Fikir Sahibi Damaklar

Fikir Sahibi Damaklar

"Al eline büyüteci, etiket hafiyeliği yap! Gerçek gıdayı ara ve paranı sadece gerçek olana yatır"
Resmî site fikirsahibidamaklar.org

Fikir Sahibi Damaklar, yüzbini aşkın üyesiyle 130 ülkede yer sahibi olan Slow Food hareketinin Türkiye’deki aktif topluluğudur. Türkiye'de Defne Koryürek tarafından kurulan Fikir Sahibi Damaklar, gerçek gıda, doğasına saygılı tarım ve sürdürülebilir tüketim konularında kampanyalar düzenleyerek şehirli tüketiciye alışkanlıklarını sorgulatmayı hedeflemektedir.[1]

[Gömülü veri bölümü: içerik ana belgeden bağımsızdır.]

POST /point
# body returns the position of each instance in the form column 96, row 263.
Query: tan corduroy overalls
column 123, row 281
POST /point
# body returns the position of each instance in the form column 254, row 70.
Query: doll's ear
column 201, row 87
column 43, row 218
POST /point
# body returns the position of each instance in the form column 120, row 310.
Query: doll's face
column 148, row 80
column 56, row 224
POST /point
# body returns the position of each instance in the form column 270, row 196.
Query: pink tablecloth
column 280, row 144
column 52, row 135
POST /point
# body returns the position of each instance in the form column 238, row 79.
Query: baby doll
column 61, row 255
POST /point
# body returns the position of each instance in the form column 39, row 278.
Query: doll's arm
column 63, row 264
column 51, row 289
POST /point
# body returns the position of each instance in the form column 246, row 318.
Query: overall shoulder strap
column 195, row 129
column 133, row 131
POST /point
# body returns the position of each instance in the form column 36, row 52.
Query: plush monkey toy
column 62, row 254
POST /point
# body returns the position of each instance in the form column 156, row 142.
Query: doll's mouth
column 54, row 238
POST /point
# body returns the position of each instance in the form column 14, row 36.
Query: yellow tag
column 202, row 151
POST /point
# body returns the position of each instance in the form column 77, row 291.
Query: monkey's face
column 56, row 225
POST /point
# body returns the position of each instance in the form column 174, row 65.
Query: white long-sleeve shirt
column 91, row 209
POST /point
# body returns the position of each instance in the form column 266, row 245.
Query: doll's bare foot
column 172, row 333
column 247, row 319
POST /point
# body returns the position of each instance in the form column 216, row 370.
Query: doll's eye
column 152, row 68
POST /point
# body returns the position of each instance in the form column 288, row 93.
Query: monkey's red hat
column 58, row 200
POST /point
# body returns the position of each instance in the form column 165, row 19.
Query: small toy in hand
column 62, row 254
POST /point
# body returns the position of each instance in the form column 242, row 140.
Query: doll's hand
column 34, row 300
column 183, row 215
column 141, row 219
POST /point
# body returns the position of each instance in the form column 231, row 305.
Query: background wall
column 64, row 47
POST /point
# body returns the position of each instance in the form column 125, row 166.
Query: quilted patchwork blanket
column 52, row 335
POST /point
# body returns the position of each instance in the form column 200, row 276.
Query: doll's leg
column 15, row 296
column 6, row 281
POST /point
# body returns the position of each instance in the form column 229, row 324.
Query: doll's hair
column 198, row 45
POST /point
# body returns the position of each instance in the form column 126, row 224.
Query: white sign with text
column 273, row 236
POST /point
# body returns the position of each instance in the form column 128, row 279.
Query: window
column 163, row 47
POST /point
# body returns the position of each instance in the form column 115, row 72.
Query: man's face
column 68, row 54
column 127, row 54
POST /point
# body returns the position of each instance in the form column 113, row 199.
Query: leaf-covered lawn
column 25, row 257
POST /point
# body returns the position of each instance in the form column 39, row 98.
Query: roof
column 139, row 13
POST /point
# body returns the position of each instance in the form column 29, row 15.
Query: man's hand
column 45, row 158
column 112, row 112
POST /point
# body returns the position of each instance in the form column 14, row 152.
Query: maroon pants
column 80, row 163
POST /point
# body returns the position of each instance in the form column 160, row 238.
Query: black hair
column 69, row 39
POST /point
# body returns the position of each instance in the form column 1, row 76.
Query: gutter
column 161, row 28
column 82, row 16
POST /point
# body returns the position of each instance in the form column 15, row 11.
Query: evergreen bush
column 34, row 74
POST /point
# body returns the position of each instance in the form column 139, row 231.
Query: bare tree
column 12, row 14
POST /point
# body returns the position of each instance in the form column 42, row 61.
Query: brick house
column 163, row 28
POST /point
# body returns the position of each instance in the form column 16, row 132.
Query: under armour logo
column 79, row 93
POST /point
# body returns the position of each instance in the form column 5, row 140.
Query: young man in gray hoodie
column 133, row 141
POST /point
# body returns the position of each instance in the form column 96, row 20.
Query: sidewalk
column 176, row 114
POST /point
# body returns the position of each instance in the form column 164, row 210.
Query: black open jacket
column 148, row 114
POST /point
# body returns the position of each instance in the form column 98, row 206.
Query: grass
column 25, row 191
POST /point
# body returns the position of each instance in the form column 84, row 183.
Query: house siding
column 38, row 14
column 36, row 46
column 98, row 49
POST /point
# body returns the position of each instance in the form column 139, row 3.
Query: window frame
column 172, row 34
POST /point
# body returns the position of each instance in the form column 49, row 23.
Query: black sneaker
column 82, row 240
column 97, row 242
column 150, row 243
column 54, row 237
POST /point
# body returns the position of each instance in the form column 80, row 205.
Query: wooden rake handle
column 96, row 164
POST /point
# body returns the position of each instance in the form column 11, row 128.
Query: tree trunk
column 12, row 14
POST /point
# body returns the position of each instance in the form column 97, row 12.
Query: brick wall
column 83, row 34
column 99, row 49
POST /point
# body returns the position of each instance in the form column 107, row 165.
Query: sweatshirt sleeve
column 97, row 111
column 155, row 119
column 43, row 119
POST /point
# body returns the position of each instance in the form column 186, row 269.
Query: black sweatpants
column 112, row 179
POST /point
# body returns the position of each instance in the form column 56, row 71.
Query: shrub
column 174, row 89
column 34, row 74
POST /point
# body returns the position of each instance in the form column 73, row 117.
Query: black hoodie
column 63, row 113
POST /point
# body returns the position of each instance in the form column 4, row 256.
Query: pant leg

Biliyorlar ki bugün markette satılan lezzetsiz domates ancak “satın aldıkları sürece” reyondaki yerini muhafaza edebilir. Eğer “mevsiminde” almaya karar verirlerse, üretici de mevsiminde üretecektir.

—Fikir Sahibi Damaklar

Fikir Sahibi Damaklar, şehirli bireylerin, geceye kadar açık kalan hipermarketlerin insanı tembelliğe iten konforu karşısında, satılan yoğurdun “gerçekten” yoğurt, ekmeğin “gerçekten” ekmek olup olmadığını düşünmeyi bıraktığını ve nihayetinde, gıda yerine gıdaymış gibi yapan, büyük üreticilerin kârını arttırma odaklı Ar-Ge çalışmalarının karşılığı olarak, pek çok endüstriyel ürünü tükettiğini ileri sürerek, bu gerçek gıdadan ayrı düşme haline çözümler üreten çalışmalar yürütmektedir.

Yürütülen kampanyalar

İstanbul Lüfer'e Hasret Kalmasın

İstanbul'un balıklarından olan lüferin yokolmasına karşı, İstanbul Büyükşehir Belediyesi'nin ve Türk Deniz Araştırmaları Vakfı'nın katkılarıyla bir kampanya düzenlenmiştir.[2][3]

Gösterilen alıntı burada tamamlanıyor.